Le ultime dalemate di D’Alema su Draghi e Quirinale

Che cosa dice e fa capire Massimo D'Alema sul Quirinale. I Graffi di Damato

 

Anche se la notizia prevalente nelle cronache della corsa al Quirinale è o sembra essere quella delle “prove di addio” a Silvio Berlusconi attribuite a Matteo Salvini dal titolone di prima pagina di Repubblica, ma pure da altri giornali, è Massimo D’Alema a meritare secondo me la maggiore attenzione per una sua lunga intervista al manifesto. Che Andrea Carugati ha raccolto fra gustose annotazioni di colore come quella dei soliti “origami” che l’ex presidente del Consiglio “tortura” quando parla e riflette, o l’accenno a una “missione” internazionale all’Artico cui l’ex ministro degli Esteri sta lavorando per “demilitarizzare il polo nord”. Almeno il polo nord, direi, dopo la militarizzazione della sinistra italiana che egli ha recentemente tentato lamentandone una sostanziale rassegnazione al “draghismo”.

In quest’ultimo anche al manifesto D’Alema ha indicato, come da titolo nell’intera pagina interna che gli è stata dedicata, “un’esplosione di spirito antidemocratico”, sottolineato col colore rosso dal quotidiano ancora orgogliosamente comunista. Ma in rosso allarme, diciamo così, è anche la parte pur meno vistosa del titolo di prima pagina in cui si fa dire allo stesso D’Alema che “il lavoro di Draghi al governo non è finito”, né andrebbe interrotto.

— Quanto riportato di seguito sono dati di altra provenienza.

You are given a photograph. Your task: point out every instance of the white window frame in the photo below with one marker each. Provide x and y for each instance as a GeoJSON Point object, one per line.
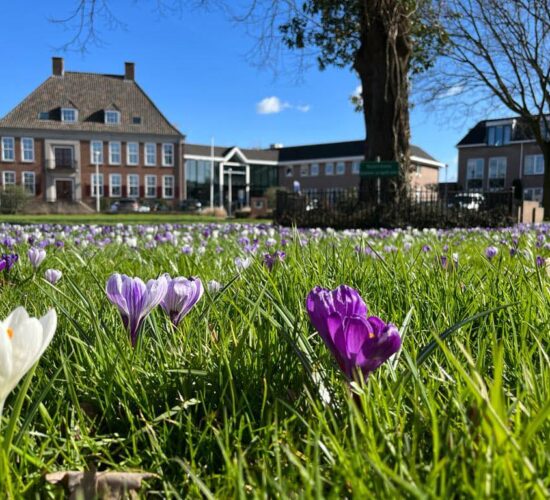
{"type": "Point", "coordinates": [164, 155]}
{"type": "Point", "coordinates": [11, 148]}
{"type": "Point", "coordinates": [129, 185]}
{"type": "Point", "coordinates": [24, 150]}
{"type": "Point", "coordinates": [33, 191]}
{"type": "Point", "coordinates": [499, 160]}
{"type": "Point", "coordinates": [93, 185]}
{"type": "Point", "coordinates": [128, 154]}
{"type": "Point", "coordinates": [533, 161]}
{"type": "Point", "coordinates": [92, 159]}
{"type": "Point", "coordinates": [4, 175]}
{"type": "Point", "coordinates": [112, 112]}
{"type": "Point", "coordinates": [75, 111]}
{"type": "Point", "coordinates": [111, 161]}
{"type": "Point", "coordinates": [529, 194]}
{"type": "Point", "coordinates": [314, 170]}
{"type": "Point", "coordinates": [147, 186]}
{"type": "Point", "coordinates": [147, 163]}
{"type": "Point", "coordinates": [164, 195]}
{"type": "Point", "coordinates": [111, 185]}
{"type": "Point", "coordinates": [479, 162]}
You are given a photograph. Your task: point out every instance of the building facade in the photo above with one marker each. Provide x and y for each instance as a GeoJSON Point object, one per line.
{"type": "Point", "coordinates": [52, 141]}
{"type": "Point", "coordinates": [332, 167]}
{"type": "Point", "coordinates": [496, 155]}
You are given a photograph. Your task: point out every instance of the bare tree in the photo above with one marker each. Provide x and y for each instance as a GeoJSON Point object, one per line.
{"type": "Point", "coordinates": [499, 52]}
{"type": "Point", "coordinates": [384, 41]}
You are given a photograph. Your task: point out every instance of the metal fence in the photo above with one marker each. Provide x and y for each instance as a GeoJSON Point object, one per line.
{"type": "Point", "coordinates": [420, 207]}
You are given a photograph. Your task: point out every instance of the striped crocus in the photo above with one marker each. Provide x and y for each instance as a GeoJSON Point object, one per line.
{"type": "Point", "coordinates": [36, 256]}
{"type": "Point", "coordinates": [53, 275]}
{"type": "Point", "coordinates": [135, 299]}
{"type": "Point", "coordinates": [181, 295]}
{"type": "Point", "coordinates": [357, 341]}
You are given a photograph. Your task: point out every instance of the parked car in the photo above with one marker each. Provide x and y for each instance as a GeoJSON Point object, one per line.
{"type": "Point", "coordinates": [190, 205]}
{"type": "Point", "coordinates": [468, 201]}
{"type": "Point", "coordinates": [125, 206]}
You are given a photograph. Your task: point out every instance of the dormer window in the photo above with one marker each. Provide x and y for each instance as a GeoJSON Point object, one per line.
{"type": "Point", "coordinates": [69, 115]}
{"type": "Point", "coordinates": [499, 135]}
{"type": "Point", "coordinates": [112, 117]}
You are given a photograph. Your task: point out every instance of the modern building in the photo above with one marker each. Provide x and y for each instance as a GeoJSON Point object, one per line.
{"type": "Point", "coordinates": [328, 167]}
{"type": "Point", "coordinates": [75, 123]}
{"type": "Point", "coordinates": [499, 154]}
{"type": "Point", "coordinates": [51, 141]}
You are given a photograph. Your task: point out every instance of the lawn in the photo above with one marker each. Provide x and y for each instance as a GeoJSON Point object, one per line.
{"type": "Point", "coordinates": [244, 399]}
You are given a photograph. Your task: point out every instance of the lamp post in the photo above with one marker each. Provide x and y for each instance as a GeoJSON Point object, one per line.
{"type": "Point", "coordinates": [97, 201]}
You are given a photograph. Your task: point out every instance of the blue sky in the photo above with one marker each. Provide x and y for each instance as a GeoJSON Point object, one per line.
{"type": "Point", "coordinates": [195, 68]}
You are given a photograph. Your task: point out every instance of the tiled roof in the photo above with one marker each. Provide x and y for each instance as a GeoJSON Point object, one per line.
{"type": "Point", "coordinates": [478, 133]}
{"type": "Point", "coordinates": [300, 153]}
{"type": "Point", "coordinates": [90, 94]}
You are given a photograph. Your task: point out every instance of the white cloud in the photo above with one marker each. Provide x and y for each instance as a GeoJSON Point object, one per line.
{"type": "Point", "coordinates": [452, 91]}
{"type": "Point", "coordinates": [272, 105]}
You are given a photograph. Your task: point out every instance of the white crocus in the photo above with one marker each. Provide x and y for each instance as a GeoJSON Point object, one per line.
{"type": "Point", "coordinates": [23, 340]}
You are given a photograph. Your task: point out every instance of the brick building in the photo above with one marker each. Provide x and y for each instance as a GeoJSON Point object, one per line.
{"type": "Point", "coordinates": [498, 154]}
{"type": "Point", "coordinates": [50, 142]}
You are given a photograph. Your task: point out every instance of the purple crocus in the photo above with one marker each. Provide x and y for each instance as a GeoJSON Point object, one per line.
{"type": "Point", "coordinates": [491, 252]}
{"type": "Point", "coordinates": [53, 275]}
{"type": "Point", "coordinates": [357, 342]}
{"type": "Point", "coordinates": [36, 256]}
{"type": "Point", "coordinates": [7, 261]}
{"type": "Point", "coordinates": [182, 294]}
{"type": "Point", "coordinates": [135, 299]}
{"type": "Point", "coordinates": [270, 259]}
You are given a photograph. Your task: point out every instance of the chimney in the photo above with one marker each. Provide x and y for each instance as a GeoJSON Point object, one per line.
{"type": "Point", "coordinates": [129, 71]}
{"type": "Point", "coordinates": [57, 66]}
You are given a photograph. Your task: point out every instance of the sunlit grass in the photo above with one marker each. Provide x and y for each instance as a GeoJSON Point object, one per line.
{"type": "Point", "coordinates": [231, 403]}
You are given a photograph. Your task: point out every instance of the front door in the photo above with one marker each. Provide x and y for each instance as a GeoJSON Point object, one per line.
{"type": "Point", "coordinates": [64, 190]}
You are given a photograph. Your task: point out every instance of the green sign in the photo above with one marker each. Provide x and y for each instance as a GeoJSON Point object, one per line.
{"type": "Point", "coordinates": [379, 168]}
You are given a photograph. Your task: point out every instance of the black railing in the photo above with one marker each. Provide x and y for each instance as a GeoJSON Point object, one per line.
{"type": "Point", "coordinates": [422, 207]}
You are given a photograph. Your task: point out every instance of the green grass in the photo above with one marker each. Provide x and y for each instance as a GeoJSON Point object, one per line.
{"type": "Point", "coordinates": [108, 219]}
{"type": "Point", "coordinates": [229, 404]}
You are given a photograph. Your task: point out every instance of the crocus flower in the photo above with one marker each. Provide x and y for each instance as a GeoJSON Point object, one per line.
{"type": "Point", "coordinates": [357, 342]}
{"type": "Point", "coordinates": [490, 252]}
{"type": "Point", "coordinates": [135, 299]}
{"type": "Point", "coordinates": [270, 259]}
{"type": "Point", "coordinates": [213, 287]}
{"type": "Point", "coordinates": [181, 296]}
{"type": "Point", "coordinates": [242, 263]}
{"type": "Point", "coordinates": [53, 275]}
{"type": "Point", "coordinates": [23, 340]}
{"type": "Point", "coordinates": [7, 261]}
{"type": "Point", "coordinates": [36, 256]}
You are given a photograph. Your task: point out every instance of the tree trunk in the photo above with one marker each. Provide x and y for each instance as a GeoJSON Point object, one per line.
{"type": "Point", "coordinates": [382, 62]}
{"type": "Point", "coordinates": [545, 147]}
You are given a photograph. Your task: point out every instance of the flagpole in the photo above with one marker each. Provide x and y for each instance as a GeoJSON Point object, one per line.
{"type": "Point", "coordinates": [212, 175]}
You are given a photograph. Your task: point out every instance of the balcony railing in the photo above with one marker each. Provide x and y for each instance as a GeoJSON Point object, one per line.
{"type": "Point", "coordinates": [63, 163]}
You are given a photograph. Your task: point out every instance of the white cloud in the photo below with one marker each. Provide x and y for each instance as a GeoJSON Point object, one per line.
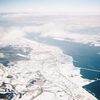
{"type": "Point", "coordinates": [56, 27]}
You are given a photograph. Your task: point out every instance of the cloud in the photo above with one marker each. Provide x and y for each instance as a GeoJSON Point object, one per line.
{"type": "Point", "coordinates": [55, 26]}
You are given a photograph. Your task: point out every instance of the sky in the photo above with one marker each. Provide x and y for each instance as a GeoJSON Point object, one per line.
{"type": "Point", "coordinates": [50, 6]}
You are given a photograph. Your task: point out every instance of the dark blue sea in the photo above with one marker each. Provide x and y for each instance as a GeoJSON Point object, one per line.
{"type": "Point", "coordinates": [84, 56]}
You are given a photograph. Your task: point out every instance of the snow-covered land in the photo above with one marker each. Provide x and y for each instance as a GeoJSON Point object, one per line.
{"type": "Point", "coordinates": [47, 75]}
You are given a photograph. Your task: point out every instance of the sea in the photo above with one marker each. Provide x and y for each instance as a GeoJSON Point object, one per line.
{"type": "Point", "coordinates": [85, 56]}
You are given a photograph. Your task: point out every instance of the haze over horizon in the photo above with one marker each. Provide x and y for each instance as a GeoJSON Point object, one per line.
{"type": "Point", "coordinates": [51, 6]}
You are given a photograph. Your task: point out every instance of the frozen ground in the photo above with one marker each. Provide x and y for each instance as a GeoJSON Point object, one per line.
{"type": "Point", "coordinates": [48, 74]}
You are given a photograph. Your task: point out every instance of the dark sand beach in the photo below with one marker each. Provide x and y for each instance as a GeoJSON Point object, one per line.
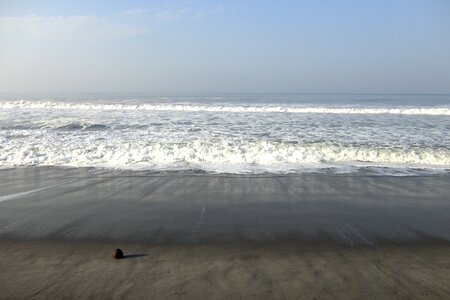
{"type": "Point", "coordinates": [216, 236]}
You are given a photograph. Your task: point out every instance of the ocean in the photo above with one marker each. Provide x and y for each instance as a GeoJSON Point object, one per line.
{"type": "Point", "coordinates": [233, 134]}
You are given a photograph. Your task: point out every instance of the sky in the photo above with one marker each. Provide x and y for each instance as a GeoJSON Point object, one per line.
{"type": "Point", "coordinates": [316, 46]}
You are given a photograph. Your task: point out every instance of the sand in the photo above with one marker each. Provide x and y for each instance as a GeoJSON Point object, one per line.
{"type": "Point", "coordinates": [194, 236]}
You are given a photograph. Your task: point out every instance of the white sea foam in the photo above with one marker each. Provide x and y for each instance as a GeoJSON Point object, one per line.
{"type": "Point", "coordinates": [231, 108]}
{"type": "Point", "coordinates": [220, 156]}
{"type": "Point", "coordinates": [230, 137]}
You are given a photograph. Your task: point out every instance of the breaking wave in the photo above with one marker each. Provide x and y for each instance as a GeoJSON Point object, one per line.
{"type": "Point", "coordinates": [218, 156]}
{"type": "Point", "coordinates": [445, 111]}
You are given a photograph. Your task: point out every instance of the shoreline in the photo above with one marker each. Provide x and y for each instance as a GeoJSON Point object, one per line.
{"type": "Point", "coordinates": [191, 237]}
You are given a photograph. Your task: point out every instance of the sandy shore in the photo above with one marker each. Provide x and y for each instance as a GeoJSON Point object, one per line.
{"type": "Point", "coordinates": [38, 270]}
{"type": "Point", "coordinates": [199, 236]}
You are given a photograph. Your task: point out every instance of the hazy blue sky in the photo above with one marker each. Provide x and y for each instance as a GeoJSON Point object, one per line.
{"type": "Point", "coordinates": [225, 46]}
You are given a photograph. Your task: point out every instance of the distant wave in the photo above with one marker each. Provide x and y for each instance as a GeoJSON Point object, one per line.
{"type": "Point", "coordinates": [230, 108]}
{"type": "Point", "coordinates": [219, 156]}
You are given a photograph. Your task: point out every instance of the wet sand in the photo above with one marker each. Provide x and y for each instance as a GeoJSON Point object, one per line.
{"type": "Point", "coordinates": [190, 236]}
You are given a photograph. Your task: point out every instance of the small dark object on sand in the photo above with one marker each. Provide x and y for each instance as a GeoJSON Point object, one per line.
{"type": "Point", "coordinates": [118, 254]}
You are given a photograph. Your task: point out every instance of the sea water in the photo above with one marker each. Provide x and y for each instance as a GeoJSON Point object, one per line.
{"type": "Point", "coordinates": [250, 134]}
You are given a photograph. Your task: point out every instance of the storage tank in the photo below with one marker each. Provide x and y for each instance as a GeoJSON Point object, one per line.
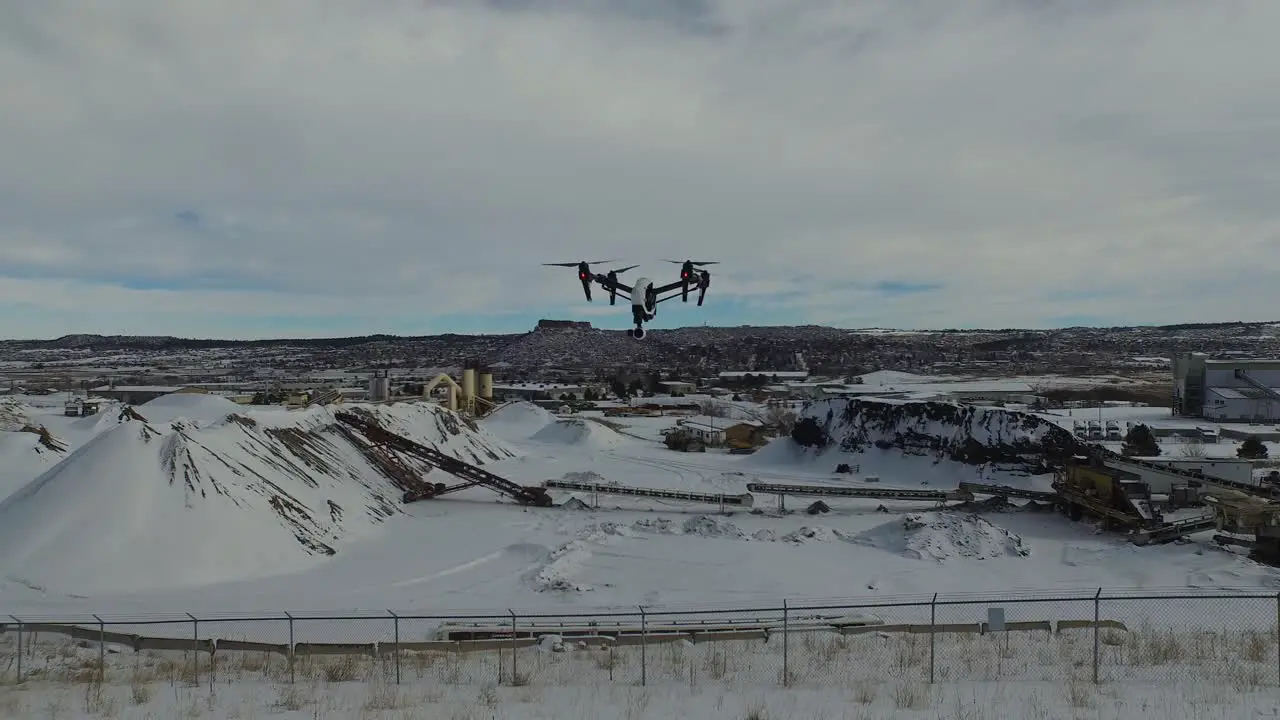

Come si concilino i due concetti è francamente difficile capire e tanto meno spiegare. Nè si può sospettare qualche forzatura del titolo riassuntivo di prima pagina perché il testo delle dichiarazioni di D’Alema è conforme. “Il premier -ha detto, in particolare, l’intervistato- svolge efficacemente il suo ruolo internazionale spendendo la sua forte credibilità, a Bruxelles e con gli Stati Uniti. Sul lato interno fa il possibile con una maggioranza contraddittoria e inevitabilmente divisa, cerca i compromessi possibili. Fa politica quindi misurandosi con una realtà rispetto alla quale non esistono superpoteri in grado di produrre soluzioni miracolistiche”. Meglio forse neppure Draghi avrebbe potuto e potrebbe dire di se stesso, dopo avere sottolineato nella sua ultima conferenza stampa una certa “voglia di lavorare insieme” che avrebbero ancora i partiti pur così diversi della sua maggioranza di emergenza o unità nazionale.

Ma D’Alema è andato anche oltre cercando di immaginare l’esito della corsa al Quirinale e i suoi effetti sul governo. “Non vedo -ha detto- la possibilità di una maggioranza ristretta. E mi pare difficile mantenere una maggioranza larga senza Draghi. Non è un compito facile arrivare al 2023”, cioè sino alla scadenza ordinaria della legislatura,”se il premier viene eletto al Quirinale”. Per cui sarebbe preferibile lasciare Draghi a Palazzo Chigi per fargli completare il lavoro “non finito”, come dall’occhiello rosso del titolo di prima pagina già accennato. Che poi con questo ragionamento D’Alema si trovi d’accordo, volente o nolente, con Silvio Berlusconi non può neppure stupire più di tanto se si pensa agli anni di sostanziale avvio della cosiddetta seconda Repubblica, quando il compianto Giampaolo Pansa raccontava settimanalmente sull’Espresso le avventure del mitico “Dalemoni”, mezzo D’Alema e mezzo Berlusconi appunto: accomunati anche nell’esperienza della commissione bicamerale per le riforme costituzionali in coincidenza col primo e sfortunato governo ulivista di Romano Prodi.

Due parole infine sulla proposta di D’Alema, sempre nell’intervista al manifesto, a favore di una soluzione di genere della corsa al Quirinale, con l’elezione cioè di una donna. Potrebbe essere -scusate la franchezza o la malizia- l’ultimo colpo a questa chance, dopo quello già infertole da Giuseppe Conte.